Sunday, March 2, 2014

Prophetic Voice and Holmes Tries New Methods

  • Separation of data points by measures of vocabulary richness is useful for distinguishing different authors. Clustering of data points is uninformative for determining authorship. Thus, a cluster may represent multiple authors.
  • Joanna Southcott's prophetic prose has a vocabulary richness signal that is approximately an average of her personal writings (diary) and her prophetic verse. Thus, by changing genre, an author is able to significantly change her stylometric signal according to vocabulary richness measures. Therefore, genre must be controlled for when using vocabulary richness for author identification.
  • The Book of Revelation is more similar in vocabulary richness to both Southcott's prophetic voice and to the Book of Isaiah than Southcott's own different styles
  • For Joseph Smith to have written all of his personal writings, the Doctrine and Covenants, the Book of Mormon, and the Book of Abraham, he would have had to employ several times larger variation in vocabulary richness than any single author studied by Holmes--even including Southcott's entire variation.
  • Holmes used methods of noncontextual word analysis to determine authorship of contested Federalist Papers, and found that these methods were more successful and informative than vocabulary richness.
  • Holmes's data continue to support multiple authorship for the Book of Mormon, and strongly suggest that Joseph Smith was not the sole author of Mormon scripture.

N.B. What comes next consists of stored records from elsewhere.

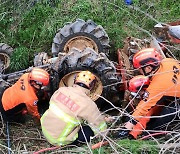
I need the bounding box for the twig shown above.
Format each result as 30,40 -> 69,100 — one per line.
33,146 -> 60,154
12,137 -> 46,141
6,121 -> 11,154
159,143 -> 180,149
91,141 -> 109,149
139,132 -> 168,140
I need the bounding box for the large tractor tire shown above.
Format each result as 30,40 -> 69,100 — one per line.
0,43 -> 13,73
52,18 -> 110,56
51,47 -> 121,111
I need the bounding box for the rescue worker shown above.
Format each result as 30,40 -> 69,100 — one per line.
40,71 -> 107,146
0,67 -> 50,123
127,75 -> 163,138
115,48 -> 180,139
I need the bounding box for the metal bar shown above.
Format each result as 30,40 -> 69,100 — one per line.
1,64 -> 51,80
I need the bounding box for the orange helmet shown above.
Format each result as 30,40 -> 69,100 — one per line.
74,71 -> 96,89
128,75 -> 150,92
133,48 -> 162,69
28,68 -> 50,86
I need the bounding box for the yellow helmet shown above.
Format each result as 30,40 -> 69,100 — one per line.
74,71 -> 96,89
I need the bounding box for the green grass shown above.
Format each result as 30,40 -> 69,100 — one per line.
93,139 -> 158,154
0,0 -> 179,71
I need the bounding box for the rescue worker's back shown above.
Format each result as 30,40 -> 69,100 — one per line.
41,84 -> 107,146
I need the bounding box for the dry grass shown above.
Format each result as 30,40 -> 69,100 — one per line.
0,98 -> 180,154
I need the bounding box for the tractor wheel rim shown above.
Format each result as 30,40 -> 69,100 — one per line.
59,71 -> 103,101
64,36 -> 99,53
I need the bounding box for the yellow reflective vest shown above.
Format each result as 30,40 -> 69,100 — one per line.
40,85 -> 107,146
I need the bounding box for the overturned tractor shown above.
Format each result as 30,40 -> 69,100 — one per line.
0,19 -> 179,113
34,19 -> 122,111
0,19 -> 122,113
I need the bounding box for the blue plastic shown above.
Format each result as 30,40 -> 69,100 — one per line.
124,0 -> 133,5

Holmes, David I. (1991), "Vocabulary Richness and the Prophetic Voice," Literary and Linguistic Computing, 6(4):259-268.
Holmes, David I. and R. S. Forsyth, "The Federalist Revisited: New Directions in Authorship Attribution," Literary and Linguistic Computing, 10(2):111-127
The Prophetic Voice 

Holmes continued to study statistical methods for authorship attribution for at least several more years after examining authorship of Mormon scripture. The immediate follow-up to his 1990 paper, which I discussed in a previous post, was to look at how varied an author's styles could be. He investigated the vocabulary richness of Joanna Southcott, a moderately prolific author who kept personal diaries, wrote extensive inspired verse, and recorded many prophetic sayings. Holmes made three collections from her writings:

I think it's important to note, here, the three very different literary styles: diaries, verse, and prophecy. Let's get right to the main figure now. In fact, this is the only figure, aside from a dendrogram, that Holmes included in this paper, justifying my identification of the equivalent figure in the previous paper as the most important. Here it is:
I've done the same type of normalization as before. I measured the greatest distance between Isaiah samples (I1 and I2) and set that as 1.0. I measured other distances in terms of this unit length. Let's make two comparisons. First, let's take Holmes's position that Southcott (SD, SP, and SV) is representative of how varied an author can be when employing a prophetic voice. Southcott still only manages to change her style by 3.2 units, or 6.1 units if you include prophetic verse. Joseph Smith's writings (J1-3 and D1-3) change by as much as 8.8 units between his personal writings and his revelations in the Doctrine and Covenants. Adding the data from Holmes's last paper to this one, we can make the following observations regarding the variability in vocabulary richness in the first two principle components:

1st Principle Component Variability
2nd Principle Component Variability
Joanna Southcott
Joseph Smith (personal)
Joseph Smith and Doctrine and Covenants
Joseph Smith and Mormon Scripture

In this analysis I measured the greatest variability in the first and second principle components separately. In the first principle component (PC1), Isaiah varies by 1.0, setting our unit. In the direction of PC2, Isaiah shows almost no variability in signature. Joseph Smith approximately doubles Isaiah's signature in both PC1 and PC2. Each of Southcott's changes in genre is a little larger than the variation within the personal writings of Joseph Smith. Joseph Smith and the Doctrine and Covenants, combined, show a variability almost twice that of Southcott in PC1 (the most significant component of authorial signature), and a still large variation in PC2 (6 times Isaiah, 2 times Smith's personal writings, 2/3 of Southcott's total change, and 1 1/3 times each of Southcott's individual shifts in genre).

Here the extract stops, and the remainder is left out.